20.8.15

Co-op failure shows laxity invites wasting tax monies

Legal but ethically questionable transactions attached to the failure of a health insurance nonprofit in Louisiana suggest state law should change to reduce the future chances of wastage of taxpayer dollars.



Last month, the Louisiana Health Cooperative announced it would cease operations at the end of the year. It is one of 23 state-based entities created under the auspices of the Patient Protection and Affordable Care Act (“Obamacare”) by borrowing taxpayer dollars to provide health insurance now required by law. Only one is (barely) making money; most are losing considerable sums and the biggest loser already has closed, with many more expected to join it and Louisiana’s in the future.



Of course, these projects were doomed from the start, undone by the same flawed ideology behind Obamacare. Recognize that Obamacare is at heart a wealth redistribution scheme, designed to provide low- or no-cost health insurance to a segment of the population while the vast majority pay for the subsidization through higher taxes and also suffer higher insurance rates and deductibles. It secondarily is an enrichment scheme for health insurers and providers, by artificially creating business for these. Only incidentally does it affect overall health outcomes – and more likely in a negative rather than positive way because most insurance offered under Obamacare has been from Medicaid, not the commercial market.

As Obamacare continues to push up premiums beyond what would be expected from normal medical inflation due to a supply squeeze on providers and from regulatory costs, it has given larger insurers an advantage in cost control – putting at disadvantage precisely organizations like the co-ops while industry consolidation puts more upward pressure on premiums and deductibles. But a hallmark of Obamacare is to ignore reality to favor ideology, and its wish that creating these co-ops as mechanisms to increase competition to hold down prices remains an article of unfulfilled faith.

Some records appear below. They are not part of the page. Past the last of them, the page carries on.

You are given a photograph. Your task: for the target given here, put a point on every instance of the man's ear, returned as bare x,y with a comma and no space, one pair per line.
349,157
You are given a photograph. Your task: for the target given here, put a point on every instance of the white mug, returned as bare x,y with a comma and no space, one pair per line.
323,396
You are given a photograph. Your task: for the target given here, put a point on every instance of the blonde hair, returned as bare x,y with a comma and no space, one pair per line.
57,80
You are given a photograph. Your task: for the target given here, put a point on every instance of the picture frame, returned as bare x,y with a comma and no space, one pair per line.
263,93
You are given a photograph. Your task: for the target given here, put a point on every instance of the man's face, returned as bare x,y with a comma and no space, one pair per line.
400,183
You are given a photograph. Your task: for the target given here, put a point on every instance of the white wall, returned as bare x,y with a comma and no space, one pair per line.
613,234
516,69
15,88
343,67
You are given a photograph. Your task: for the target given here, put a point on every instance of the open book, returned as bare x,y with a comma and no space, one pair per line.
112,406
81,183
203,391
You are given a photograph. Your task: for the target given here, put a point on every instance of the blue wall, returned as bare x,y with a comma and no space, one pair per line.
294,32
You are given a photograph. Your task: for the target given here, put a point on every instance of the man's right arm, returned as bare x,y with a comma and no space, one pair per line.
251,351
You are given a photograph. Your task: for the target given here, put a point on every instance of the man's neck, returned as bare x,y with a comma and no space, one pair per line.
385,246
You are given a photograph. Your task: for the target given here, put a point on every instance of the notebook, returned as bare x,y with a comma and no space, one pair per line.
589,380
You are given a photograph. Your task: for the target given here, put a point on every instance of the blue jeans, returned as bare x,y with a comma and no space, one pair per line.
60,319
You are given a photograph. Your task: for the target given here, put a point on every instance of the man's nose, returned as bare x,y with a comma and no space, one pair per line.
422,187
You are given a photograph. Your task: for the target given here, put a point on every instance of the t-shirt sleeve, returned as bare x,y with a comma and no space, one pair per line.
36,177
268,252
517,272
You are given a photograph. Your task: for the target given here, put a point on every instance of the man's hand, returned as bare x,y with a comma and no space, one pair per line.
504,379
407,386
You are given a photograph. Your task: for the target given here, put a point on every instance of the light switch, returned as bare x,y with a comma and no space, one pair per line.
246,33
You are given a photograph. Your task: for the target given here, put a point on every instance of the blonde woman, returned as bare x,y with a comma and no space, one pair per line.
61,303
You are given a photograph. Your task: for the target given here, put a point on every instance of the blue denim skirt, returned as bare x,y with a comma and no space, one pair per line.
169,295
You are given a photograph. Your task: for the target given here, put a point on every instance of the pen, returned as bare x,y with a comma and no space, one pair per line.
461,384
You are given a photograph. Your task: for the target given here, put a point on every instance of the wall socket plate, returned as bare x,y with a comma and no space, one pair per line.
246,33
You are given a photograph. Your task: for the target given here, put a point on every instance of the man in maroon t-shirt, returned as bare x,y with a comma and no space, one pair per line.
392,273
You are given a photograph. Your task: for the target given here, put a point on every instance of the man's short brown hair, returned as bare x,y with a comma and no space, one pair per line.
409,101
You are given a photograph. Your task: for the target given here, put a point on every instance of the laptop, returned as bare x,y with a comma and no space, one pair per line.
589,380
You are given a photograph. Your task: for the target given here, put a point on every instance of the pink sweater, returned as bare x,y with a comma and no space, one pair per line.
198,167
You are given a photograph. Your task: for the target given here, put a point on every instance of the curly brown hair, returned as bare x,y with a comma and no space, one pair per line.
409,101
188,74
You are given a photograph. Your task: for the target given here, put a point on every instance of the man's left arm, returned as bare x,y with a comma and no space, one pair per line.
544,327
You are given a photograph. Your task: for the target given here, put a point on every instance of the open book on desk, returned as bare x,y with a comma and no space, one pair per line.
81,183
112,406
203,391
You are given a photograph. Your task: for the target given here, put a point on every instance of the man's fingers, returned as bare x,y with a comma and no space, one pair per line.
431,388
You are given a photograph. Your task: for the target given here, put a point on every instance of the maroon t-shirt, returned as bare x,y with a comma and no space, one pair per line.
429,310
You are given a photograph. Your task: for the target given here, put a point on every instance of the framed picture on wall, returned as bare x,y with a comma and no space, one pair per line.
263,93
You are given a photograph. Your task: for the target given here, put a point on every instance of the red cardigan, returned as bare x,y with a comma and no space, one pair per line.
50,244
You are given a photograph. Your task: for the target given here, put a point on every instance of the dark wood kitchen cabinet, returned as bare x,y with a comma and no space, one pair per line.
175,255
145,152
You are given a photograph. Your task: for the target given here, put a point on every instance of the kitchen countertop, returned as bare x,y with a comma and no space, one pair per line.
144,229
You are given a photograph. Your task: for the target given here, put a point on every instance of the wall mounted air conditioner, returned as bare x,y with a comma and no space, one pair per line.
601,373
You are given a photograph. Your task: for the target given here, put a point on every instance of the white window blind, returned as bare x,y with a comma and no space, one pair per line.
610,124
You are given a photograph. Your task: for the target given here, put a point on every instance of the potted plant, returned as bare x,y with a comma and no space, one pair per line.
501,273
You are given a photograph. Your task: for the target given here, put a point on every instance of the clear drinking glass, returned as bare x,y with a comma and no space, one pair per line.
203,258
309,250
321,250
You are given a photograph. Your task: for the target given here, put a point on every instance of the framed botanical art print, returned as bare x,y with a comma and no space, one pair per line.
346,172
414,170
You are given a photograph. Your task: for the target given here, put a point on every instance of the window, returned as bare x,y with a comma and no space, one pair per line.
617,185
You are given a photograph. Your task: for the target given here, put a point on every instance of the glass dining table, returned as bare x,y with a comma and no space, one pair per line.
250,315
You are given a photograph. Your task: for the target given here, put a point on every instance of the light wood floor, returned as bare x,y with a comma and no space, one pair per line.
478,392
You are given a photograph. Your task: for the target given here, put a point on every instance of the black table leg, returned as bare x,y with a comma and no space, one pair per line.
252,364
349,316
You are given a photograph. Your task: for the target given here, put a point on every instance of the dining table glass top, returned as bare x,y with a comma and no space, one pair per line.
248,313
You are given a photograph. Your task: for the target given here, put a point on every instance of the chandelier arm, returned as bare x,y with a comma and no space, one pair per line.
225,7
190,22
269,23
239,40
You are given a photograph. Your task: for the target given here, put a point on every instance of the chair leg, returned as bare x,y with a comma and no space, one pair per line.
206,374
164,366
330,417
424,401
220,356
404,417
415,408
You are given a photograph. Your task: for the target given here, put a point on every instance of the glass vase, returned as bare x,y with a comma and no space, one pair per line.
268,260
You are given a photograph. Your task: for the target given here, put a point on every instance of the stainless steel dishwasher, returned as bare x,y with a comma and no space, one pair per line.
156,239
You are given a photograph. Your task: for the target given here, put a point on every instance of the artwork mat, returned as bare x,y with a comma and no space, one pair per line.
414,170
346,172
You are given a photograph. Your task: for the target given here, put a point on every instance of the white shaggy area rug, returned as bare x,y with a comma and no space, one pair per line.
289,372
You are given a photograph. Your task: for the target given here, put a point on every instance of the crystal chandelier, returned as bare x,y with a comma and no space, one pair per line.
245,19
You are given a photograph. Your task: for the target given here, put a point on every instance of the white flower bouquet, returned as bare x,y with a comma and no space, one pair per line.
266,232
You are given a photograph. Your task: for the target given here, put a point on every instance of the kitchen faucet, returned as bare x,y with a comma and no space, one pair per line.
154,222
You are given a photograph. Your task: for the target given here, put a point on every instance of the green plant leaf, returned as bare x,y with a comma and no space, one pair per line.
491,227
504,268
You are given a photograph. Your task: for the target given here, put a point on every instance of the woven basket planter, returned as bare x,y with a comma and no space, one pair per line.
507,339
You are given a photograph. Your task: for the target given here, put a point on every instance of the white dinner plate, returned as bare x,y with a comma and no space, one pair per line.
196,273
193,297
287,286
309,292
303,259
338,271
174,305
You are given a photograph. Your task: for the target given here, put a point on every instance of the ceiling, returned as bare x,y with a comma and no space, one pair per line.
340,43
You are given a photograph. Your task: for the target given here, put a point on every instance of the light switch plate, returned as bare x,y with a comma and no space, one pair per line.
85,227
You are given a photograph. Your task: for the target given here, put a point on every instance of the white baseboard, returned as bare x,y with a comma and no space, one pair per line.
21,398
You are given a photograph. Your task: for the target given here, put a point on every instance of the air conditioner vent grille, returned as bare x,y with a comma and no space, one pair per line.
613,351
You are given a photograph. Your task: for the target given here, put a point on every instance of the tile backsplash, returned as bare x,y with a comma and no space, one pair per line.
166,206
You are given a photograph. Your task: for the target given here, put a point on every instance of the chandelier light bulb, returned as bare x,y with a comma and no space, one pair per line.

So the $56 million taxpayers tossed in for the Louisiana version, and likely the billions spent on other states’, never may be recovered. Yet a handful made out in the state: a few individuals connected to the organization who served as its officers also simultaneously having their employers awarded generous contracts to perform certain services for the entity. After one individual affiliated with a firm awarded a consultant contract served as its chief executive officer (who some years before had been forced to pay a settlement for insider stock trading), his successor was state Rep. Greg Cromer, who drew a 2013 and 2014 salary of over $100,000. All in all, at least $3.6 million seems to have went to such individuals who had an existing fiduciary duty with or policy-making position over the organization.



However, that is not a violation of state law, where only disclosure is required. Board members did disclose their consultant relationships, and Cromer did report his position and $100,000+ salary in his personal financial disclosure forms mandated for legislators. (Current Louisiana State University Board of Supervisors member, former state legislator, and New Orleans city official at the time of her service Ann Duplessis also was a director, but while drawing no direct compensation, she illegally failed to report her relationship to the group.) Still, when taxpayer dollars are involved in their revenues regardless whether federal, state, or local in origin, caution dictates that officers and directors of these have no relationship with contracting parties or government.



That’s because “non-profits” are that in spirit only. For one thing, they are allowed to have a “profit” as long as the excess of revenues over expenditures goes to certain uses. For another, no set restrictions exist on making expenditures, only that the generally and reasonably serve the purpose of the organization. So, for example, employees can enjoy generous salaries and benefits that translate into high administrative expenses, including contractual arrangements, without repercussions.



The Louisiana Health Cooperative shows just how living off the taxpayer may provide insufficient incentives to hold down costs. Its 2013 Internal Revenue Service Form 990 (the latest available; apparently contravening the law it did not meet its May 15 deadline to submit its year 2014 form) shows its expenses as almost 15 times revenues, with most of that expense going to contracts, about half of that amount connected to a board member and/or officer.



This is not to say dishonesty occurred in its dealing with the loan proceeds. It is to say that the decision-making process using taxpayer dollars may have been warped in favor of certain, even qualified, interests over others because of these affiliations, and that a lack of incentives for prudence in spending may have affected the patterns of the organization’s expenditures, with these leading to its demise and waste of taxpayer money. In fact, the very presence of such funding with little connection to the principals' own fortunes may have encouraged the starting up such an enterprise of such dubious chances of success.



In the interest of fairness and honesty and to compel best fiduciary performance, Louisiana law should include this stipulation regarding consultancy contracts for nonprofits, including a prohibition on former officeholders who held policy control over an organization spanning two years after their service in these offices from participation. It’s a reasonable restriction to increase confidence that tax dollars, regardless of source and form, get spent wisely.